Fiorina Gets No Support From HP In Senate Race

Former HP CEO Carly Fiorina is finding little support from her old company in her bid to unseat Sen. Barbara Boxer

If Carly Fiorina is going to unseat incumbent U.S. Sen. Barbara Boxer, D-Calif., she’s apparently going to have to do it without the support of some at Hewlett-Packard.

That could spell some difficulty for Fiorina, who—with no political record to speak of, outside of her role as a proxy during Sen. John McCain’s presidential run—will have to rely a great deal on tenure as HP’s CEO.

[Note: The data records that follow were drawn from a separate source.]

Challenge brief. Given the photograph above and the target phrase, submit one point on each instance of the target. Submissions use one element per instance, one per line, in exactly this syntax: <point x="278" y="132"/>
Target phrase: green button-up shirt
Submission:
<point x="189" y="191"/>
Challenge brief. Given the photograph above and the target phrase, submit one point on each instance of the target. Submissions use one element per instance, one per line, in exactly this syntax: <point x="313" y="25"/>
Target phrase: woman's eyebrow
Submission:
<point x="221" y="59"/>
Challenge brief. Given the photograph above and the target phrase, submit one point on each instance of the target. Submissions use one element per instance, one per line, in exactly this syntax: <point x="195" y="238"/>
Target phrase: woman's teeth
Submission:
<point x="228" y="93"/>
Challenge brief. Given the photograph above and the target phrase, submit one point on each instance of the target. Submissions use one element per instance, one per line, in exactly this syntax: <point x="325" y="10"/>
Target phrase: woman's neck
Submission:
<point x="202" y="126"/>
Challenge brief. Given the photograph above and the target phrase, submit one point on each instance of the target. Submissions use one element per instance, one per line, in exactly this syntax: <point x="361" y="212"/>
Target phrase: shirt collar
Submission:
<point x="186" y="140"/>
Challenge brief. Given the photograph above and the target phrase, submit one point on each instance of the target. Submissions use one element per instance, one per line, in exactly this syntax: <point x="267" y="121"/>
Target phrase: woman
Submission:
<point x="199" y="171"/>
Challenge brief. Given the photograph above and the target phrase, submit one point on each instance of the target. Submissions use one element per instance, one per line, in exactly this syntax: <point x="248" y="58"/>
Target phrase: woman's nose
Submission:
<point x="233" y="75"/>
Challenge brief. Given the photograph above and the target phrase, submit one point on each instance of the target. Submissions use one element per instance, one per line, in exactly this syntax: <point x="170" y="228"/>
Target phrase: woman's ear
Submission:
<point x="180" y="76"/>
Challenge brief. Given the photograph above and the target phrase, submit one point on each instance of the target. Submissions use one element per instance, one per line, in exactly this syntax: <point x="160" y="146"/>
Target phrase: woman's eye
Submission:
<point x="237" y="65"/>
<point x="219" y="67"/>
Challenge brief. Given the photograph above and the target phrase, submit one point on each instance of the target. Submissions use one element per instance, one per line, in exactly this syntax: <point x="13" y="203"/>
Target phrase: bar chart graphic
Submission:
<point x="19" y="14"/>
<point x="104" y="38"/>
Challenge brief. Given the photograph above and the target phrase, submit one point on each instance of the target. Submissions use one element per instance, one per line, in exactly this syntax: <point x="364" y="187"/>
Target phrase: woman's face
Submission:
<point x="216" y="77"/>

A week after HP heir Arianna Packard blasted Fiorina for not being conservative enough and for what she described as a disastrous time leading HP, the Sacramento Bee has reported that HP’s PAC (political action committee) has donated $10,000 (£6665) to Boxer’s campaign.

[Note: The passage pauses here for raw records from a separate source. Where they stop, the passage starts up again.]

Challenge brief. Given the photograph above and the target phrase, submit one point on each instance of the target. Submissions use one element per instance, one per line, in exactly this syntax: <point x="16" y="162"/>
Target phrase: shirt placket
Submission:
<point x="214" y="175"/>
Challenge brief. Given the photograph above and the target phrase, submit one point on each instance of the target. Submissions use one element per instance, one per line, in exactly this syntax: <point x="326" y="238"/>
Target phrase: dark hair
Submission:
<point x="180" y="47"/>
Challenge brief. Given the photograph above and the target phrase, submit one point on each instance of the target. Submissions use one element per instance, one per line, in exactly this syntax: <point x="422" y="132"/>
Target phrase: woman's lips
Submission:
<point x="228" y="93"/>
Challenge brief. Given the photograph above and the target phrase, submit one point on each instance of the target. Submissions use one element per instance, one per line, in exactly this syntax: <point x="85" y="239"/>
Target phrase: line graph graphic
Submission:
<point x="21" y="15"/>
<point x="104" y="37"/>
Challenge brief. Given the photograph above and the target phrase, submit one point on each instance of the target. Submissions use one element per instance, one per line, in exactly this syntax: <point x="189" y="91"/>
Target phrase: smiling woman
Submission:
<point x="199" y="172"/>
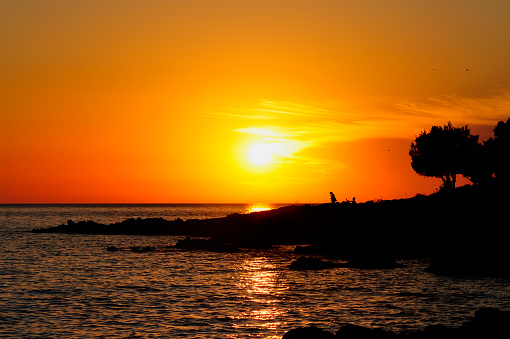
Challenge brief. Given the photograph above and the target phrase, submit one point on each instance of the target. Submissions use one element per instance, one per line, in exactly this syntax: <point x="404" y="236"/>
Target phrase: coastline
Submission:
<point x="461" y="231"/>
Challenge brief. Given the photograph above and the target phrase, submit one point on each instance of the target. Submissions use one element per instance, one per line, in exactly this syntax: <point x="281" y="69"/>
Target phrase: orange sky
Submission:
<point x="161" y="101"/>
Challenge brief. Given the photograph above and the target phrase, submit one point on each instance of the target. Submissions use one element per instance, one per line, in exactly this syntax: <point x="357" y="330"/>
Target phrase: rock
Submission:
<point x="351" y="331"/>
<point x="488" y="322"/>
<point x="311" y="263"/>
<point x="311" y="332"/>
<point x="141" y="249"/>
<point x="206" y="245"/>
<point x="373" y="263"/>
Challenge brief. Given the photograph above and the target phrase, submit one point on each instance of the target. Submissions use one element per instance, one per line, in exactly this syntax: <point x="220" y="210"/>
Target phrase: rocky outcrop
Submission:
<point x="311" y="263"/>
<point x="206" y="245"/>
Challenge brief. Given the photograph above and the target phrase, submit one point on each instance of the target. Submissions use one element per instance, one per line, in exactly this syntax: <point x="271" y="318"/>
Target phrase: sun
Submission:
<point x="260" y="154"/>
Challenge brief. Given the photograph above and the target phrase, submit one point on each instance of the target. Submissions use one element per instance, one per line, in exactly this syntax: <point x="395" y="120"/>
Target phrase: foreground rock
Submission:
<point x="488" y="323"/>
<point x="206" y="245"/>
<point x="311" y="263"/>
<point x="466" y="220"/>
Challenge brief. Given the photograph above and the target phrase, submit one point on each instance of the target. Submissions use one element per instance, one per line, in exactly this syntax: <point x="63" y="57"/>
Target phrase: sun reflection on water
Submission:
<point x="261" y="287"/>
<point x="258" y="208"/>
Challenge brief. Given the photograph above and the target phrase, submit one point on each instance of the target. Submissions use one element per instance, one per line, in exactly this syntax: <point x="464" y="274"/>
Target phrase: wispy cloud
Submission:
<point x="460" y="109"/>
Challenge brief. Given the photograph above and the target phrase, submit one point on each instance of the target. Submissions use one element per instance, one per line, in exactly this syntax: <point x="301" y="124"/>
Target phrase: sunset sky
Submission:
<point x="239" y="101"/>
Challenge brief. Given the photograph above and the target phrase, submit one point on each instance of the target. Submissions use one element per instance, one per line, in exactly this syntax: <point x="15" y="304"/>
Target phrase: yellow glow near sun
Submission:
<point x="260" y="154"/>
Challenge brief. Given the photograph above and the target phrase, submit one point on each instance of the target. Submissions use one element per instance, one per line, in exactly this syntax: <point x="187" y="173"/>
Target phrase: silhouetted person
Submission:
<point x="333" y="198"/>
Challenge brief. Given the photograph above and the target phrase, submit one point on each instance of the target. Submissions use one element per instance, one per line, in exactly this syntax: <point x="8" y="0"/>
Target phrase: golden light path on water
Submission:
<point x="259" y="208"/>
<point x="262" y="286"/>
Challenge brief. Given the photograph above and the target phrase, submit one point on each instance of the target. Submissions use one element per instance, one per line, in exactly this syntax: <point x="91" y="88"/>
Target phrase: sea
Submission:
<point x="70" y="286"/>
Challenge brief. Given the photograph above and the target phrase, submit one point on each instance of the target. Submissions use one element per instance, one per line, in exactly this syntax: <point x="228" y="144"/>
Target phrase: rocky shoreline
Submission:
<point x="461" y="231"/>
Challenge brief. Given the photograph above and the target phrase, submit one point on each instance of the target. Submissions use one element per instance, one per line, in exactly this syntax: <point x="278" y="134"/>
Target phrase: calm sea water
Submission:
<point x="55" y="285"/>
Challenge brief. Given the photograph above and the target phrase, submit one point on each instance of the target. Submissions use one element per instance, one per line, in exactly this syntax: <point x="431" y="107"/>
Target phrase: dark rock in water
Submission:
<point x="488" y="323"/>
<point x="373" y="263"/>
<point x="351" y="331"/>
<point x="311" y="263"/>
<point x="205" y="244"/>
<point x="311" y="332"/>
<point x="465" y="264"/>
<point x="142" y="249"/>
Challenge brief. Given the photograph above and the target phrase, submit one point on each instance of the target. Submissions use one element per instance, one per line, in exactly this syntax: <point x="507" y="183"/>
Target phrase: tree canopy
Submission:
<point x="444" y="152"/>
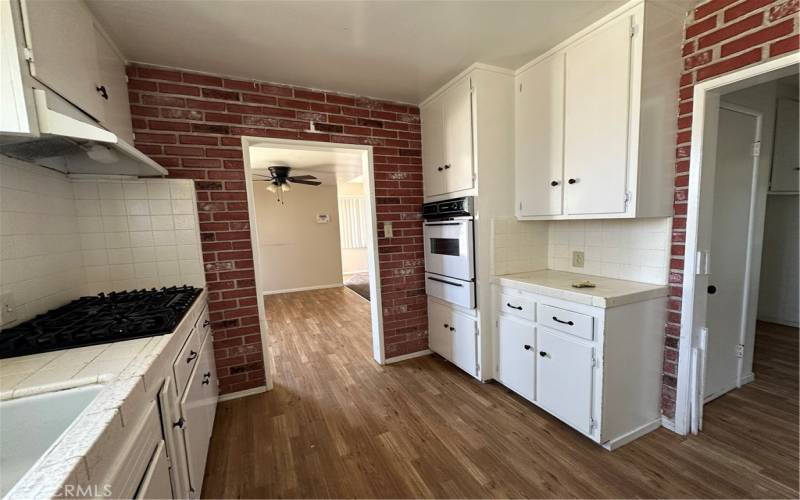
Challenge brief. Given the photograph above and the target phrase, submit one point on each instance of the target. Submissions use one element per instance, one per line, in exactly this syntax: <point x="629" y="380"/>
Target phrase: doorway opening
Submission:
<point x="297" y="191"/>
<point x="740" y="290"/>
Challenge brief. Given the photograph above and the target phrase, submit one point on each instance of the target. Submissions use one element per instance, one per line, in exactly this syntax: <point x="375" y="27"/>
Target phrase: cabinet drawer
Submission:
<point x="182" y="367"/>
<point x="517" y="305"/>
<point x="580" y="325"/>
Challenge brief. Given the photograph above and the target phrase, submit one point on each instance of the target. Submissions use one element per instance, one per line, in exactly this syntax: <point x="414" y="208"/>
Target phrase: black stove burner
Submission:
<point x="100" y="320"/>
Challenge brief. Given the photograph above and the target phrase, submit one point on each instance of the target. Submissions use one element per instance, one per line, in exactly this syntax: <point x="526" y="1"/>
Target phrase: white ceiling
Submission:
<point x="329" y="165"/>
<point x="399" y="50"/>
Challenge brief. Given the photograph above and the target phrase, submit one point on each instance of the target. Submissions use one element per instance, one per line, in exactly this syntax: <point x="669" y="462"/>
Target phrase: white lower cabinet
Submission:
<point x="453" y="335"/>
<point x="564" y="378"/>
<point x="598" y="369"/>
<point x="516" y="355"/>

And that’s after Arianna Packard already had donated $4,200 to the campaign of Chuck DeVore, a Republican state assemblyman who is running against Fiorina for the GOP nomination.

At the state GOP convention on 13 March, she reportedly unveiled a short film attacking Boxer on a number of fronts, including fiscal policy and the environment. Fiorina said she is the only GOP candidate capable of beating Boxer. She also touted her own record as HP’s CEO, talking about how she steered the company through tough economic times.

However, not everyone saw it that way. In her letter to Sens. Jon Kyl, R-Ariz., Tom Coburn, R-OK, and James Inhofe, R-OK, Arianna Packard said she was “saddened by your recent letter in support of Carly Fiorina”.

“I know a little about Carly Fiorina, having watched her almost destroy the company my grandfather founded,” Packard said in the letter. “You write that she is a ‘proven business leader.’ This may be how she spins her career, but most business commentators consider Fiorina’s tenure at HP to be a disaster.”

Packard, a New York resident who was in California the weekend of 13 March to raise money for DeVore’s campaign, noted how the company’s stock price tumbled during Fiorina’s tenure, and questioned the success of HP’s merger with Compaq.
She also raised issues with Fiorina’s political leanings.

“If Ms. Fiorina is what passes for conservative in Washington today, then the establishment has veered sadly to the left,” she wrote, praising DeVore and Tom Campbell, a former Republican Congressman who in January opted out of the governor’s race to challenge Fiorina and DeVore for the GOP Senatorial nomination.

Both DeVore and Campbell also have been attacking Fiorina’s record as HP’s CEO.

Fiorina is one of two former CEOs of top-tier high-tech companies running for statewide office in California. Meg Whitman, the ex-head of eBay, is seeking the governor’s seat.